Seventeenth Sunday in Ordinary Time

2 Kgs 4:42-44 | Ps 145 | Eph 4:1-6 | Jn 6:1-15

From an early age, many of us are taught to be pragmatic people. We are taught that money is the only barrier to the toys, snacks, video games, and tablets we want. As we grow older, we begin to realize if our family was financially stable or not, often by comparing the kind of possessions that we have with the possessions of our friends’ families. In these moments, the power of money becomes engrained into our brain. Some of us were given opportunities to earn allowances by doing chores around the house. Others had the privilege of receiving a regular allowance from parents without any kind of chores, and plenty of us were expected to work hard around the house, and their compensation was simply, a roof over their heads! Every scenario here reinforces one central pillar of living in a capitalistic society: money decides everything.

In our gospel, Jesus and his disciples are surrounded by a large crowd of people. Many had heard of Jesus because of the signs and miracles he had been performing. After seeing this large crowd gather, Jesus asked Philip, “Where can we buy enough food for them to eat?” Philip answered saying, “Two hundred days’ wages worth of food would not be enough for each of them to have a little.” Listen carefully to Jesus’ question once more, “Where can we buy enough food for them to eat?” He doesn’t ask how they will be able to afford this meal but asks about where they need to go to buy food. Philip saw an enormous challenge in front of him and immediately responded with how much money it would take to feed the crowd. Philip saw the economic burden, not the need in front of him.

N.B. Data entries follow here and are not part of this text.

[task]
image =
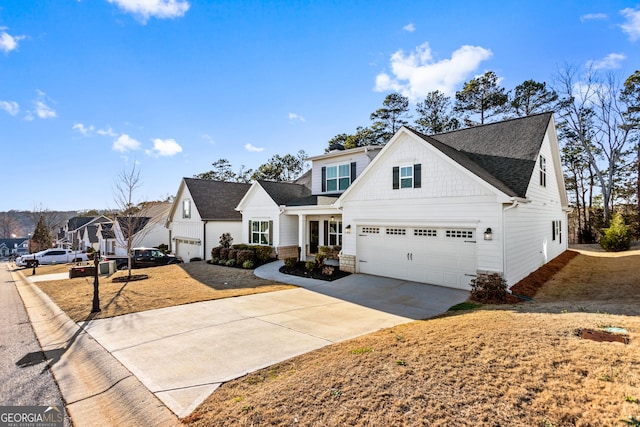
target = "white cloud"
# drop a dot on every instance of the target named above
(250, 147)
(7, 41)
(125, 143)
(83, 129)
(42, 110)
(145, 9)
(10, 107)
(294, 116)
(106, 132)
(632, 26)
(164, 148)
(609, 62)
(416, 74)
(410, 28)
(593, 17)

Now, it’s a little unfair to point a finger at Philip without also looking internally at ourselves. He was just trying to be practical, and it’s very unlikely that Jesus Christ in the flesh, someone who was well known for performing miracles, would be asking you or I where we will feed a crowd. And sometimes we are legitimately unable to afford helping others.

Sometimes what we possess isn’t material. If we think of our grandparents, on this first World Day for Grandparents and the Elderly, what they often bring to our families is precisely the gift of gratuitousness. Their way of loving and pampering their grandchildren (to the point of spoiling them) may seem exaggerated to us, but exaggeration is only the measure of love.

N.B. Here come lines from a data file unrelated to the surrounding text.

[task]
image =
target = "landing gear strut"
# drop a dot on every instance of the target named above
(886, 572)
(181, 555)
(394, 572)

All of us, regardless of our financial standing, can work to change the way we at least look at people in need. We can look to see the human person in front of us as a child of God, rather than seeing dollar signs. We can focus on the impact of our charity, not the burden of being generous. Don’t be discouraged if this doesn’t come as easily as you think it should. Remember, we have been learning the power of money from our earliest memories of lemonade stands to our First Communion money.

At the heart of Jesus’ ministry to those in need, was his commitment to encountering people. Jesus did not simply wave his hand and make all things new. Instead, he listened with the ear of his heart to those who were on the margins of society. When we encounter those with different life experiences than us, we begin to see the “other” as one of us. Imagine the impact society would have if everyone took a single hour this week to evaluate their finances and allocated a portion to those in need. I know how generous this community already is, and how all parishes are presented with several opportunities throughout the year to contribute some of our treasure to the mission of the Church. We can’t give to everything, but we can all do something. When we encounter people and give generously of ourselves, we follow in the very footsteps of Jesus himself.

His life is the prime example of how a person ought to live a life of love. His miracles and sign are given at no cost to himself and no cost to the recipient. Money should never dictate one’s ability to live lovingly. Perhaps that’s one of the reasons God became man and chose to be the poor son of a carpenter. Jesus’ loving action in our gospel feeds all who are present, and there is still food in excess: there’s too much, there’s leftovers! This is the love that our God offers to each of us: an overabundance that we could never exhaust.

Come, Holy Spirit, transform our hearts so that we may see every human being as a child of God, worthy of love and compassion.